Decline in mitochondria activity is a hallmarks of aging. However, it is still unclear whether this decline corresponds to a reduction in the extent of axonal translation in aging neurons. We found a significant decrease in the number of active mitochondria and in the percentage of moving mitochondria in axons of sensory neurons isolated from late-adulthood mice. This decrease was mirrored by a ATP-dependent decrease in axonal cytoplasm viscosity. RNA granules stained by G3BP1 were also fewer in number and forming bigger aggregates in sensory neurons isolated from late-adulthood mice. Functionally, this resulted in a decrease in axonal translation as well in the number of translational foci in aging neurons. We also showed that attempting to increase ATP synthesis had a positive effect on axonal translation in aging neurons. We think that this research sheds light on axonal translation in aged neurons and its relationship with energy sources inside the axonal compartment, which might present an opportunity for therapy in the future. 

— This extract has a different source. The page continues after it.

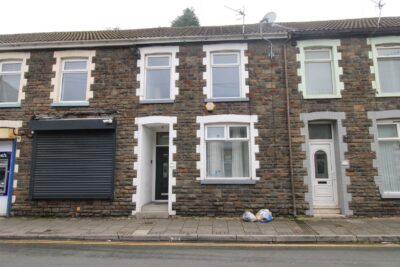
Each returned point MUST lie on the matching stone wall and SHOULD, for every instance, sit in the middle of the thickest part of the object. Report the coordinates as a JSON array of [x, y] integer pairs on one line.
[[114, 91]]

Cell division is a fundamental process in all living organisms. The mechanism of cell division has been extensively studied in simple model systems including yeast and cultured cells. However, it remains unclear how large embryonic cells divide correctly and how it is affected by aging. Recently, we have established live functional assay systems by combining live imaging and auxin-inducible degron-based protein knockdown technology in medaka embryos (Kiyomitsu et al., Nature Communications 2024). In this mini-symposium, I share our recent findings about unique features of early embryonic divisions and would like to receive feedback on whether or how our system contributes to aging-related research.

It is becoming clear that the accumulation of ‘senescent cells’ that are induced by various stressors including DNA damage and show characteristics such as irreversible arrest of cell proliferation and secretion of bioactive molecule (SASP) is important for anti-tumorigenesis as well as the onset and progression of aging-related diseases. Studies show that removing senescent cells in mice can improve age-related conditions and extend lifespan, indicating their negative impact. However, recent research has revealed that senescent cells are also induced during embryogenesis, wound healing, and acute tissue injury, where they are typically cleared by immune cells. The molecular mechanisms driving the differences in senescent cell dynamics remain unclear. This presentation discusses the findings on senescent cells during acute liver injury using a mouse model for single-cell level analysis, comparing these cells with those in chronic liver injury to provide insights into their role in disease.